I know that I’m late on this train but I finally got around to watching the brand new live-action “Beauty and the Beast.” Like any movie that I watch, I’ve decided to write a review of it because as an avid fan of the original Disney animated movie, I have some thoughts that I want to share. And yes, I’ll also talk about this as well, like it really matters.

So if you have seen the original animated movie, then you have pretty much seen this movie. It’s literally just a copy and paste of the original movie script with some added new songs and scenes to help expand on the movie a little bit longer. They also changed some of the aspects of it because it’s live-actions. The cartoon aspects of it sightly wouldn’t have made sense in a live-action setting.
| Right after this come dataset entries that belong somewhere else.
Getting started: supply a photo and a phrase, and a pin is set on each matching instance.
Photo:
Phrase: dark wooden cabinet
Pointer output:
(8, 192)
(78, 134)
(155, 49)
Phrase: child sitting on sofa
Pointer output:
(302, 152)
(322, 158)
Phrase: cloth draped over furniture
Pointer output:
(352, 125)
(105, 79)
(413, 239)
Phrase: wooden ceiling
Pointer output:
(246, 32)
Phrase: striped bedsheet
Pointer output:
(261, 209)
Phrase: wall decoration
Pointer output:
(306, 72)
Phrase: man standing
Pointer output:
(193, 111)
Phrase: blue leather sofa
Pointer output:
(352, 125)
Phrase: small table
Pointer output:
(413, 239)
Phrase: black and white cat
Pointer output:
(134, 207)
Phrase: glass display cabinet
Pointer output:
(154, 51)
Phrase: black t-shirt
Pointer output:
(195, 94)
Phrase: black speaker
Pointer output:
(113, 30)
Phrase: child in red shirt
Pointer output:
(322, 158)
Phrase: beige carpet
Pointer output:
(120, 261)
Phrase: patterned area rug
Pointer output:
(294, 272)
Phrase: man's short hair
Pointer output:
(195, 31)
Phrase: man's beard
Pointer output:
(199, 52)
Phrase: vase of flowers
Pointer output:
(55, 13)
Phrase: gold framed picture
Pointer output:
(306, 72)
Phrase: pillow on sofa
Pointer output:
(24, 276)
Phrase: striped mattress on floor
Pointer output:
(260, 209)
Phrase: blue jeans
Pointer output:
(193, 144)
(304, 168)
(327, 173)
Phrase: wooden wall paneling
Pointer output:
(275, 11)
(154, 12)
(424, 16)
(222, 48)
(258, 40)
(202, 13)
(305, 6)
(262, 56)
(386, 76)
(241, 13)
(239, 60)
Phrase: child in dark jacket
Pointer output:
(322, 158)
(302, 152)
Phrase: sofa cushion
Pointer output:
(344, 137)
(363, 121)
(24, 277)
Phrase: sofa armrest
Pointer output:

The story follows Belle, a smart headstrong girl from a little village, as she meets a snobby and stubborn prince that was turn into a hideous beast. The prince must fall learn to love and be loved before the petals of a magical rose fall off, or he will stay as a beast forever. Like the prince, his servants were turned into household items as they serve him. While being held captive by him, Belle begins to bring out the good and warm the Beast cold heart.

The live action movie is actually rather good. The length, while really long, allows it to expand on things that were hardly brought up in the movie itself. Like we actually see what caused the prince to be turned into the beast. It’s still the same opening monologue like in the animated movie, but instead of the stain glass pictures, it’s acted out in front of you. Other scenes like that were spliced in there, along with totally new scenes that just help tell the story more. It’s actually blended well with the original scenes, that you can’t even tell.

All of your favorite numbers from the animated movie are in the remake. They are all done extremely well. Emma Watson, who wasn’t particularly known for being a singer, pulled it off well. “Be Our Guest” and “Beauty and the Beast” were my favorite out of the all of the musical numbers. They really showed how much effort was put into make the film close to the animated one as they possible could.

The downside with this being a remake was the fact that it was literally just a word by word, scene by scene carbon copy of the 1991 animated film. While they shouldn’t fix what isn’t broke, it would have been nice to have there was a difference. When I was watching, it just felt like I’ve all ready seen this movie. It’s still a good movie, but it’s just extremely predictable because it’s just a carbon copy of the 1991 animated film.

Now let’s spill some tea on the homosexuality in the movie that had thousands of people freaking out instead of the fact that a women falls in love with an animal. Sigh. If you didn’t want this movie “turning your child too gay,” don’t worry-your child has more of chance to date your pet than that. There’s hints of it during the movie but there’s only like four seconds of any LGBTQ+ that is bluntly in your face. There’s no way that a few seconds of two guys waltzing and a guy wearing a dress and working it that will cause your child to become gay. So you can rip up your check for conversion therapy because “Beauty and the Beast” will not force you to start praying the gay away. Spoiler: it wouldn’t have worked anyways.

If you are looking a great movie to watch or you love the original movie, then “Beauty and the Beast” is the move for you. Sure, you’ve seen it before when it was animated, but the live-action version adds more to the story that the animated didn’t. It’s literally a carbon copy remake and that is where the films falls. If you seen the original, then you don’t really need to see this one. I do recommend seeing it as it’s a joy.